Three days before Christmas, a Board of Inquiry appointed under the Ontario Human Rights Code released a decision that had been pending for almost two years. In Kearney v. Bramalea Ltd., the board held that three landlords had discriminated against prospective tenants on the basis of sex, age, citizenship and several other grounds. Their crime? They had refused to rent apartments to applicants whose rental payments would exceed specified percentages of their monthly income (25%, 30% or 36%, depending on the landlord).
This outcome was not unexpected. In fact, while the board procrastinated, the Ontario government took steps to override its anticipated ruling, amending the Human Rights Code in 1997 to allow the government to allow landlords certain forms of income screening.
Yet the case nevertheless has consequences. It will be cited as a precedent in subsequent attempts to push the envelope of human rights law even further into absurdity. Its rationale will be applied not only to landlords, but also to banks, finance companies and potentially to every business serving consumers.
The board's finding of discrimination may seem far-fetched to the average person. After all, a rent-to-income ratio sounds like a pretty objective test. It can be either passed or failed by individuals of both sexes, all races, any age or any nationality. But in the brave new world of what passes for human rights law these days, objectivity doesn't matter.
Instead, Ontario's Human Rights Code has adopted the notion of "systemic" or "adverse impact" discrimination. If it can be shown that the landlord's rule — despite its surface neutrality – affects one group of people more than another, it's considered discriminatory. For example: People under 25 generally have lower incomes than people aged 45. Obviously, a younger person is likelier to fail the landlord's screening test. The board says the test discriminates on the basis of age.
With this reasoning, can a landlord do any screening that escapes the taint of discrimination? What about demanding a credit rating or employment history? Oh, no — this too would discriminate against young people, refugees or welfare recipients who had never established such credentials.
This very argument was made before the board by lawyer Elizabeth Symes, who wanted virtually all forms of income screening declared illegal. The board declined, saying that alternative screening methods were "beyond the scope of the complaints before us," but it hinted repeatedly that landlords would not fare well should some would-be tenant ever complain of such practices.
Given that kind of encouragement, it's not hard to imagine where this systemic discrimination "reasoning" might lead among those hostile to the institution of the marketplace. Charging a deposit for first and last months' rent would obviously discriminate against those who can't afford the deposit. Even fixing the rent at a specific price — say, $700 per month — discriminates against those who can't afford it. And among those who can't afford it, we are likely to find a higher than average representation of young people, refugees, welfare recipients and possibly several other categories of protected minority groups.
Taken to its logical conclusion, a landlord could avoid discriminating against people in these protected categories onlyF by giving away free apartments, no questions asked and no strings attached, to anyone who wanted one.
Similarly, a supermarket could be considered guilty of age discrimination by setting the price of filet mignon at double the price of ground beef. This dastardly deed virtually guarantees that a higher percentage of 45-year-olds will dine on steak while the under-25 crowd chokes down hamburger.
Human rights zealots will undoubtedly protest that they would never go this far.

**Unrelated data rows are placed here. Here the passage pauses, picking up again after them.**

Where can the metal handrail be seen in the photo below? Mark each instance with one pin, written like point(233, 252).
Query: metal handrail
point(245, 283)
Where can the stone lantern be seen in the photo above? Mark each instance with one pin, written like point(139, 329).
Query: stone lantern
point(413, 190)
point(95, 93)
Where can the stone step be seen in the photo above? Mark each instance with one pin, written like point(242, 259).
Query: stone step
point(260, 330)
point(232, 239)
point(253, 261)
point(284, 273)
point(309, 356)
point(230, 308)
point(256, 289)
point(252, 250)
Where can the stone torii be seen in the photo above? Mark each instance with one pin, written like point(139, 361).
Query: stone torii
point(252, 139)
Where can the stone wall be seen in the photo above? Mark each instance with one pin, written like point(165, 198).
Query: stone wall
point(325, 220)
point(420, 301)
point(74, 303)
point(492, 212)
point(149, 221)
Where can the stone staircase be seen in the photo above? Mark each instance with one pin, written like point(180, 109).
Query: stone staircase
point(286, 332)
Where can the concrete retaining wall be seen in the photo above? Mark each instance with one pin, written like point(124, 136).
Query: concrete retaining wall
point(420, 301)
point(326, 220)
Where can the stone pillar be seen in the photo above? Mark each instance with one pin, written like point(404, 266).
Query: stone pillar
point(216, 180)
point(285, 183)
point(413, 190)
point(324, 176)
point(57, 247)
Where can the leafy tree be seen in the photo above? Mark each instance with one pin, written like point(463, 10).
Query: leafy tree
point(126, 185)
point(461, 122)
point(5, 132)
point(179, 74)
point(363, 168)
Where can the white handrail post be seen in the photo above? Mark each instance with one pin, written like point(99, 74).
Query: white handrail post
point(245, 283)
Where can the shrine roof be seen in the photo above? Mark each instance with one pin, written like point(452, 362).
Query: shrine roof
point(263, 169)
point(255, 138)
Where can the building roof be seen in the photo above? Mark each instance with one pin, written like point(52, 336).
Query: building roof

The law permits businesses to engage in practices that would constitute systemic discrimination if those practices are "reasonable and bona fide in the circumstances." But there's another catch -- the Code permits a finding of reasonableness and good faith only if it's impossible to accommodate the demands of the person discriminated against without "undue hardship."
How does this work in practice? In a 1995 case, the board held that it was not undue hardship to force a chiropractor to spend $20,000 renovating his office building to accommodate one prospective wheelchair-bound patient who had sought treatment seven years earlier. The board rejected the chiropractor's much less expensive solution of making house calls.
This law ultimately grants the Human Rights Commission extensive control over every consumer transaction and employment contract in the province. No longer can business enterprises determine their own credit-granting criteria or even their own capital expenditures. Only the Commission's limited budget prevents it from assuming its role of economic dictator. In the federal arena, the head human rights commissioner has been campaigning to forbid poverty as an explicit ground of discrimination. What other purpose could this serve except to facilitate an attack on businesses' right to set their own prices?
Every country that has ever engaged in command-and-control economy has ended up an economic basket case. Canada's respect for the traditional human rights of private property and freedom of contract gave us our economic prosperity. The newly minted privilege to be free from "systemic discrimination" overrides the system of free markets and free minds that make prosperity possible. We don't need another experiment to demonstrate that allowing a government agency to usurp businesses' decision-making process is a recipe for economic disaster.
Instead of trying to undo the damage caused by the Human Rights Code on a case-by-case basis, or keeping it in check by a tight grip on the Commission's purse-strings, the Ontario government should simply repeal this dangerous law before it fully unleashes its destructive power on us.